Researchers from the Center for Wearable Sensors in University of California, San Diego have developed exactly that kind of battery. They have made printable batteries which can be stretched up to twice their size without damage.
A prototype has been made which has about one-fifth of the capacity of a rechargeable hearing aid battery, and one-tenth as thick. But the greatest takeaway is that it is cheaper to make.
For now, two of these rechargeable, printable, and flexible batteries are able to power 3-volt LED. The researchers are still enhancing its potential.
The flexibility of the battery is due to the hyper-elastic polymer layer of the battery made from polystyrene and isoprene. The latter is usually a material used in making rubber.

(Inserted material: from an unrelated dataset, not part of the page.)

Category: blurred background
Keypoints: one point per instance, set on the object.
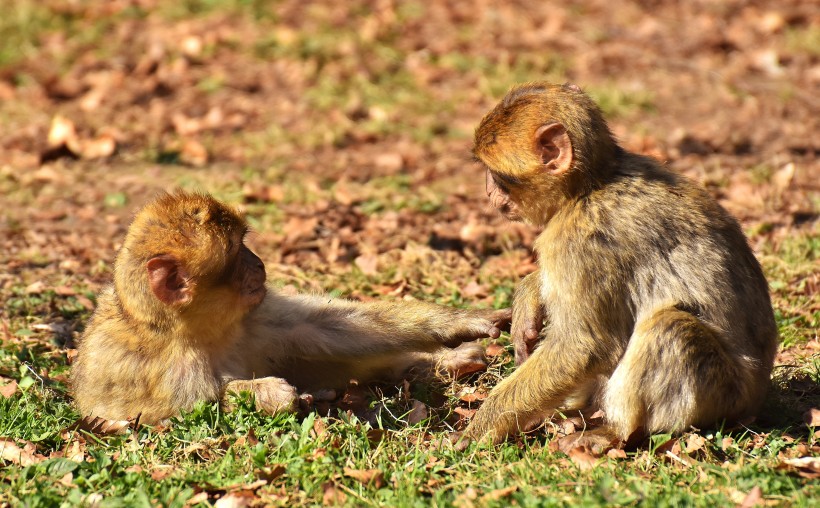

Meanwhile, the ability to recharge is thanks to the bismuth oxide added to the ink alongside zinc silver oxide.
To test the prototype battery, it was put on a fabric. But the researchers said that it could be used in difference applications such as solar cells or in powering different kinds of electronic devices.
Source: Jacobs School of Engineering
Senior author of the paper, Joseph Wang, shared that this is a significant step toward self-powered stretchable electronics.
“We expect this technology to pave the way to enhance other forms of energy storage and printable, stretchable electronics, not just for zinc-based batteries but also for lithium-ion batteries, as well as supercapacitors and photovoltaic cells,” he added.
Niko Munzenreider, a lecturer in sensor technology at the University of Sussex, agreed, and added that the device can be used for medical purposes, like fabricating smart tattoos to monitor different parameters like temperature, PH, and chemicals, among others.
Even that he is not part of the research, Munzenreider believes that this breakthrough could solve a lot of problems.
“You don’t have to rely on solar cells and energy harvesting anymore – you can use this variable device in an environment where you cannot harvest energy, for example during the night, or inside the body,” he said.